The $3.5 million AFRL grant will establish the center for Designing Integrated, Generic and Interoperable Compositional Analyses of Modern Systems (DIGICAMS), which will develop unified mathematical frameworks for the decision-making processes across optimization, dynamical systems and control.  

The center brings together a team of researchers with deep mathematical expertise and a passion for solving real-world problems. 

The research plan centers on developing mathematical structures across multiple disciplines. The team plans to develop foundational mathematical formalisms for unifying tasks, systems, decision procedures, constraints and scales of a wide range of engineering systems. 

Ultimately, the project will yield large-scale computational tools for the U.S. Air Force that specify and solve complex engineering problems with autonomous systems. 

“We will develop such a platform and use it to distribute the methods to Air Force researchers and bench engineers,” noted Fairbanks, who works with the Department of Mechanical & Aerospace Engineering.  

While much of the research will be at the chalkboard and behind computers, there will be field work at UF’s Autonomy Park, a facility where researchers investigate heterogeneous networks of multi-agent autonomous systems operating in contested environments.  

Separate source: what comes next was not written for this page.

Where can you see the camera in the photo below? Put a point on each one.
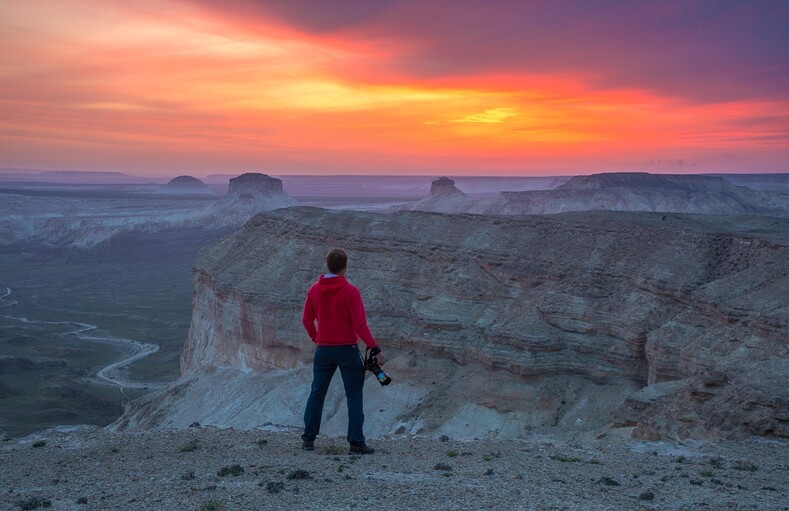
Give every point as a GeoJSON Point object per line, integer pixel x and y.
{"type": "Point", "coordinates": [371, 364]}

Why is the U.S. Air Force’s interested? 

Optimization of complex systems. 

“For example, when you want the optimal performance of an aerospace system, you need optimal performance from all your components such as propulsion, control, guidance, and you need to find a way to combine them that works together,” Fairbanks said.  

Optimization, he added, is critical to developing engineered systems in every domain. Developing systems in operations and logistics, electronics, mechanical and aerospace all rely on optimization to make decisions. The U.S. Department of Defense calls it “systems of systems.”  

“On aircraft carriers, for example, there are many systems aboard each carrier. Each ship has multiple systems, but then the carrier group is a system of systems,” he said. “Each ship is a system of its components, and then the system of ships is a system of systems,” Fairbanks noted. 

In the above drone-rescue scenario, the key engineering considerations are optimization, dynamics and control. Engineers typically analyze each factor individually with different mathematical approaches.  

“While each individual subsystem may be optimal in isolation,” the researchers noted in the research summary, “their aggregated composite may be suboptimal in ways that are difficult to detect. This lack of system-level understanding can lead to overall instability, even when using stable subsystems, or cause a persistent suboptimal allocation of resources, and more.” 

Decisions are deeply interconnected.  

Adding more drones could improve coverage but also strain communication, leading to instability. Solving such problems, the team contends, requires a holistic mathematical framework that connects these layers. This, Fairbanks said, is exactly what DIGICAMS will develop using category theory. 

The team also includes College of Engineering Interim Dean Warren Dixon, Ph.D., Matthew Hale, Ph.D., at Georgia Tech and Miroslav Payek, Ph.D., at Duke University. The non-academic partner is the Topos Institute in California, which develops and applies category theory to real-world problems.